Live Search moved some time ago out of Windows Live (it’s in the Online Serves Division now, under Qi Lu and along with MSN and Microsoft Advertising), and a rebrand may do as much to strengthen the Windows Live brand moving forward as it will to establish a new identity for “the thing formerly known as Live Search”.

Ten Blue Lines

The mantra around search at Microsoft is that there is still lots left to be done, that the “ten blue lines” presented by Google in search results just isn’t enough.  When Microsoft made the switch internally from Live Search to Kumo in early March, some screenshots appeared at some of the big tech news orgs showing a new search results page:

kumoscreenshot_thumb_1c94929a News  

We’re hearing that the page has evolved quite a bit from the look you see here, but the idea is a better presentation of search results on the page, to make search more useful and attractive, and to differentiate from those “ten blue lines”.

Powerset

Microsoft acquired San Francisco based Powerset last July, promising at that time that it would help to bring search “to the next level”.  Semantic search, or attempting to understand the intent of the search phrase and not just looking up keywords, might just be the next big thing.  The Powerset blog is beginning a series of podcasts on semantic search.  The first one, published today, takes a high level look at semantic search:

Powercast with Dave Fayram from officialpowerset on Vimeo.

It isn’t yet clear how much of Powerset is in Kumo (our guess is not much), but as Powerset had only indexed Wikipedia (a fine proof of concept, but of limited usefulness), it is not much more than wishful thinking to say that Kumo=Powerset, at least at this point.  Kumo at its core is still Live Search by another name, not a whole new search offering.

Open Source

Much has been made recently about some comments by members of the Powerset team about their use of open source software, specifically Hadoop.  From that, blogs and tweets have had fun connecting dots: “Kumo includes Powerset and Powerset=Open Source, so Kumo=Open Source, Wheeee!” 

Just a quick primer: there is a specialized area of database development where extremely large data sets (for example search indexes) are involved. These specialized efforts consist of two main parts, a file storage system, and a programming model to query the stored information.
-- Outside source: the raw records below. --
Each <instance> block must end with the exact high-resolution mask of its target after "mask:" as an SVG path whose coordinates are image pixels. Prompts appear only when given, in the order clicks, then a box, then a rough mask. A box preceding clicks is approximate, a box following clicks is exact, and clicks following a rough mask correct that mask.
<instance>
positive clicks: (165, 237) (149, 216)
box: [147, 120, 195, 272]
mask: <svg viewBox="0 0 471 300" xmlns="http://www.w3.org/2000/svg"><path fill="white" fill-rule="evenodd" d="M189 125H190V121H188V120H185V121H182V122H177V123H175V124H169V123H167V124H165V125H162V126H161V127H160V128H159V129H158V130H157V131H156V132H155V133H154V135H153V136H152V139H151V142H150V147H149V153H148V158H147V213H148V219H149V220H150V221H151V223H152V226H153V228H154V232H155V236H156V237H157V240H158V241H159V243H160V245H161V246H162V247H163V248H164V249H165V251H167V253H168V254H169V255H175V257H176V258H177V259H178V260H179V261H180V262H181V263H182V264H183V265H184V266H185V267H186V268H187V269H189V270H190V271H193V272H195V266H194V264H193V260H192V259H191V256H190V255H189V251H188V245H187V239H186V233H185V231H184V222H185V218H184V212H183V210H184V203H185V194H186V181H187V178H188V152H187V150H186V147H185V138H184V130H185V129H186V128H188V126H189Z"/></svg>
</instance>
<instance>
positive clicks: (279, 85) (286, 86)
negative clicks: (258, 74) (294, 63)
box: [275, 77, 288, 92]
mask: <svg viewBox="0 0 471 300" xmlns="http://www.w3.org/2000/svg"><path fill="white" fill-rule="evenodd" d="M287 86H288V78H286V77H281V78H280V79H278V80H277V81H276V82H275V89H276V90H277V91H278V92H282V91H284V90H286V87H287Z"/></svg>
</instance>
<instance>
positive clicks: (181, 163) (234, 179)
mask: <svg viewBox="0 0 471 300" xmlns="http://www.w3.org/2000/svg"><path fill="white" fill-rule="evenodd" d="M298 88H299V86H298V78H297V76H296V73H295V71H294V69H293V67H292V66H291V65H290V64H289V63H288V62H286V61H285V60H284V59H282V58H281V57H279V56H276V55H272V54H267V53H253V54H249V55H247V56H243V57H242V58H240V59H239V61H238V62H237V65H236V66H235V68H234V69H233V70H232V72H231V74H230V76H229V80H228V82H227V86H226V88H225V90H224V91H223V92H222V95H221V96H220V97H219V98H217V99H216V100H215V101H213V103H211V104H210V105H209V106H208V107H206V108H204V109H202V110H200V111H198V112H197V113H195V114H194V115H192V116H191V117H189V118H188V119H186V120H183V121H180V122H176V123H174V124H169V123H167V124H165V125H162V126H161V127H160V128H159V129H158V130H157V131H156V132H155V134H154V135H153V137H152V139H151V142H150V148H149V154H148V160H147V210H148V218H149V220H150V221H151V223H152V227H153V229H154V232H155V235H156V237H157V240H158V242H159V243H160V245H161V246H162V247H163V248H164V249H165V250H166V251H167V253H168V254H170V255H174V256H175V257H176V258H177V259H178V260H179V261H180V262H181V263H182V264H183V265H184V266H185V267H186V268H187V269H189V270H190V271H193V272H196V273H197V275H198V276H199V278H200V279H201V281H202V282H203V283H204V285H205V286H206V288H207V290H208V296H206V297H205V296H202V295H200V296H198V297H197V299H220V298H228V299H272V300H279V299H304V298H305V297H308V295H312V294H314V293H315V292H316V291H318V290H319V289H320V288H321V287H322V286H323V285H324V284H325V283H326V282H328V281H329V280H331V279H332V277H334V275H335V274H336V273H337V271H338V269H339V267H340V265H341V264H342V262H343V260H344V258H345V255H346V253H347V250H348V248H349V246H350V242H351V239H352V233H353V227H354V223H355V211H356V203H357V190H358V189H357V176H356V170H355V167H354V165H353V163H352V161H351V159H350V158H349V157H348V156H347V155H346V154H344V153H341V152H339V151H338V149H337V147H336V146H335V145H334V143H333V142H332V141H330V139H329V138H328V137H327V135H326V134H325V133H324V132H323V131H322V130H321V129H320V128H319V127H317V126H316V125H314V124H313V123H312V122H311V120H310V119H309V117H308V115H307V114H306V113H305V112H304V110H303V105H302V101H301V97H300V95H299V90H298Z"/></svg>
Google has its own system, with the Google File System and Bigtable as the storage part, and MapReduce, using C++ and Sawzall as an execution environment.  Yahoo! developed its own (open source) system, using Hadoop, and Pig (or Pig Latin).
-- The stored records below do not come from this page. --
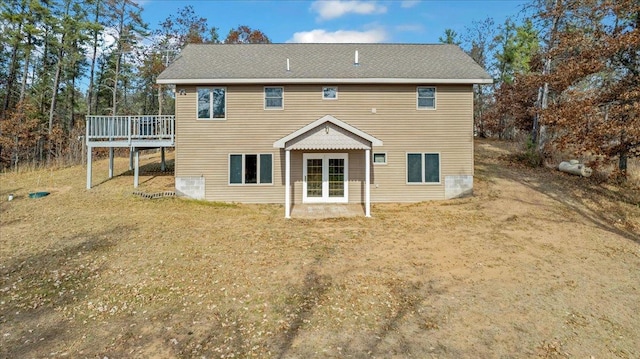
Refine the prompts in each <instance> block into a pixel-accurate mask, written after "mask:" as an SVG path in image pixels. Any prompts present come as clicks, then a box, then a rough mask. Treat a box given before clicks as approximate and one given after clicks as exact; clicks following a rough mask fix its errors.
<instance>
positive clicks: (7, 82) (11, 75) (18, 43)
mask: <svg viewBox="0 0 640 359" xmlns="http://www.w3.org/2000/svg"><path fill="white" fill-rule="evenodd" d="M21 34H22V23H20V24H18V35H16V38H15V42H14V44H13V49H12V50H11V62H10V65H9V76H7V87H6V92H7V93H6V94H5V97H4V104H3V106H2V116H0V118H5V117H6V115H7V111H8V110H9V107H10V106H11V91H12V90H13V83H14V82H15V80H16V72H17V68H18V48H19V47H20V41H21V40H22V39H21V37H22V36H21Z"/></svg>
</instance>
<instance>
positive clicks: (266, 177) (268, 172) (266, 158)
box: [260, 154, 273, 183]
mask: <svg viewBox="0 0 640 359" xmlns="http://www.w3.org/2000/svg"><path fill="white" fill-rule="evenodd" d="M272 166H273V161H272V155H269V154H265V155H260V183H273V178H272V177H273V174H272Z"/></svg>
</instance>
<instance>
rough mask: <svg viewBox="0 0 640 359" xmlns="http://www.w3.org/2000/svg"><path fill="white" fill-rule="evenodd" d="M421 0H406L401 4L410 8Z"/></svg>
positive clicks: (407, 8)
mask: <svg viewBox="0 0 640 359" xmlns="http://www.w3.org/2000/svg"><path fill="white" fill-rule="evenodd" d="M419 2H420V0H404V1H403V2H402V3H401V4H400V6H401V7H403V8H405V9H408V8H411V7H414V6H416V5H418V3H419Z"/></svg>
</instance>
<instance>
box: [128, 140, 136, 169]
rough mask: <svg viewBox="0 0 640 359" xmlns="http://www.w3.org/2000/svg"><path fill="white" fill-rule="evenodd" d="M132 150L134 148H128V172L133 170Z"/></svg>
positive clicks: (133, 149)
mask: <svg viewBox="0 0 640 359" xmlns="http://www.w3.org/2000/svg"><path fill="white" fill-rule="evenodd" d="M134 150H135V147H133V146H131V147H129V171H131V170H132V169H133V151H134Z"/></svg>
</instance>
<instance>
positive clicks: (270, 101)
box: [264, 87, 284, 110]
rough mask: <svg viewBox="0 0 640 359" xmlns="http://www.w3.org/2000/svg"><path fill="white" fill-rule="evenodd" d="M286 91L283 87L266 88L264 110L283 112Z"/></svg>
mask: <svg viewBox="0 0 640 359" xmlns="http://www.w3.org/2000/svg"><path fill="white" fill-rule="evenodd" d="M283 95H284V89H283V88H282V87H265V88H264V108H265V110H282V109H283V108H284V101H283Z"/></svg>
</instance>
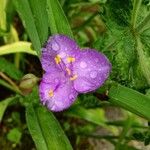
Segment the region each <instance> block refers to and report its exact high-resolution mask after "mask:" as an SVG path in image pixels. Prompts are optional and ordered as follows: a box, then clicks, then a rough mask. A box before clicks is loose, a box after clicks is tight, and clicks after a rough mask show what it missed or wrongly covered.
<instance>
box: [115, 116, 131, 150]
mask: <svg viewBox="0 0 150 150" xmlns="http://www.w3.org/2000/svg"><path fill="white" fill-rule="evenodd" d="M131 125H132V117H130V116H129V117H128V118H127V120H126V122H125V125H124V128H123V130H122V133H121V134H120V136H119V139H118V143H117V145H116V148H115V150H120V148H121V145H122V144H123V143H122V142H123V140H124V139H125V137H126V135H127V132H128V130H129V129H130V127H131Z"/></svg>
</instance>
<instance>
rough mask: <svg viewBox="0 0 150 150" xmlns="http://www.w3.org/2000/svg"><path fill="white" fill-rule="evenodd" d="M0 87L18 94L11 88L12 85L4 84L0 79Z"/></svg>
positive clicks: (8, 84)
mask: <svg viewBox="0 0 150 150" xmlns="http://www.w3.org/2000/svg"><path fill="white" fill-rule="evenodd" d="M0 85H2V86H4V87H5V88H7V89H9V90H11V91H13V92H15V93H18V91H16V90H15V89H14V87H12V85H10V84H8V83H7V82H5V81H4V80H1V79H0Z"/></svg>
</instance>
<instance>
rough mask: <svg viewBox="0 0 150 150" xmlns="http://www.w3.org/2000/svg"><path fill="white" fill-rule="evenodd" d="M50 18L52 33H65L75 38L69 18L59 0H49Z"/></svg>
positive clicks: (51, 32) (65, 33)
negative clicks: (60, 4) (62, 8)
mask: <svg viewBox="0 0 150 150" xmlns="http://www.w3.org/2000/svg"><path fill="white" fill-rule="evenodd" d="M47 6H48V11H47V12H48V20H49V26H50V30H51V33H52V34H56V33H59V34H65V35H68V36H70V37H72V38H73V34H72V31H71V28H70V26H69V23H68V21H67V18H66V16H65V14H64V12H63V9H62V7H61V5H60V3H59V1H58V0H47Z"/></svg>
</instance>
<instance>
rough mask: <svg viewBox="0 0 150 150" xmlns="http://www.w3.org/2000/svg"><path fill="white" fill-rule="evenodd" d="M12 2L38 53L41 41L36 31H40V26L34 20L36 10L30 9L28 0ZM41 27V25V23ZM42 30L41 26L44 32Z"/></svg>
mask: <svg viewBox="0 0 150 150" xmlns="http://www.w3.org/2000/svg"><path fill="white" fill-rule="evenodd" d="M13 3H14V5H15V8H16V10H17V12H18V13H19V15H20V17H21V20H22V22H23V25H24V27H25V28H26V30H27V33H28V35H29V37H30V39H31V41H32V44H33V46H34V48H35V50H36V51H37V53H38V54H39V53H40V49H41V45H42V44H43V43H42V42H41V40H40V36H39V34H38V33H41V32H40V27H39V26H38V27H37V26H36V25H37V24H36V23H38V21H35V14H36V18H38V15H37V13H35V12H37V11H33V10H32V9H31V6H30V3H29V1H28V0H13ZM32 11H33V12H32ZM39 13H41V11H40V10H39ZM43 17H44V16H43ZM41 21H42V20H41ZM41 27H43V24H42V26H41ZM44 30H45V28H43V32H44Z"/></svg>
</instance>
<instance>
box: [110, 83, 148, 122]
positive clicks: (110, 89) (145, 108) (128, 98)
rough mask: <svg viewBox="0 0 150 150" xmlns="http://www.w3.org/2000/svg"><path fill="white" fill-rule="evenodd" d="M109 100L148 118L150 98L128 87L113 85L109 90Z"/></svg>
mask: <svg viewBox="0 0 150 150" xmlns="http://www.w3.org/2000/svg"><path fill="white" fill-rule="evenodd" d="M108 96H109V98H110V100H109V101H110V102H112V103H114V104H116V105H117V106H119V107H122V108H124V109H126V110H129V111H130V112H133V113H135V114H137V115H139V116H142V117H144V118H146V119H148V120H150V98H148V97H147V96H145V95H143V94H142V93H139V92H137V91H135V90H132V89H130V88H127V87H124V86H121V85H113V86H112V87H111V88H110V90H109V95H108Z"/></svg>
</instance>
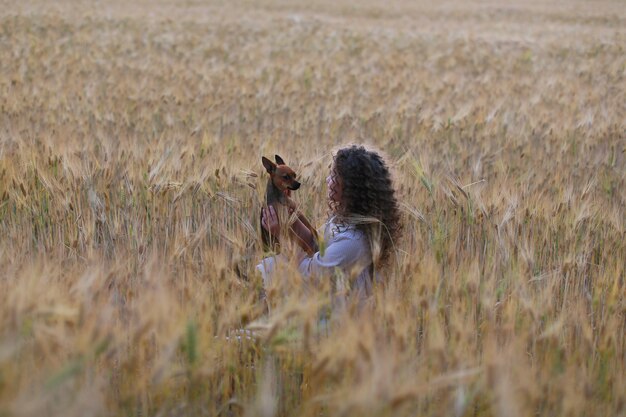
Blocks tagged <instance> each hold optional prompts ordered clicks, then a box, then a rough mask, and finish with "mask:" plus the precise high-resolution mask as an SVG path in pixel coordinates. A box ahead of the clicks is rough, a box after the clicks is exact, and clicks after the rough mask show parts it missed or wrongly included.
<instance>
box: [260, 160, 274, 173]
mask: <svg viewBox="0 0 626 417" xmlns="http://www.w3.org/2000/svg"><path fill="white" fill-rule="evenodd" d="M261 161H262V162H263V166H264V167H265V169H266V170H267V172H269V173H270V174H272V173H273V172H274V171H276V164H275V163H273V162H272V161H270V160H269V159H267V158H266V157H262V158H261Z"/></svg>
Microsoft has its own system, too.  Cosmos is built to run on Microsoft servers, and SCOPE is a SQL based scripting language to query against it.  Cosmos is in general use internally, is used by Live Search and Windows Live, and according to a white paper published last summer, has significant advantages over the Google or Yahoo! offerings:

Both Google and Yahoo! use a MapReduce execution environment. MapReduce is very rigid, forcing every computation to be structured as a sequence of map-reduce pairs. The Cosmos execution environment is significantly more flexible, handling execution of any computation that can be expressed as an acyclic dataflow graph.

Microsoft may find itself engulfed in Hadoop if a search deal with Yahoo! does come about, and in some ways Powerset may actually help ease a transition.  However again, as far as we are aware, Microsoft is not ditching its own system for Hadoop, certainly not for the launch of Kumo.

Search games

Live Search Club, the recently retired Live Search Perks, and Live Search cashback have all been attempts to push people towards Live Search, and to capture the most lucrative searchers (the ones looking to buy something), in the process.  While these programs have met with limited success, there have been hints of more to come.  This may be an area where some of that $100 million ad money might be well spent.

We’ll soon find out

If the countdown clock is correct, we should know a lot more about Kumo, or Live Search v.Next, soon.  We’ll be right here to bring you all the latest.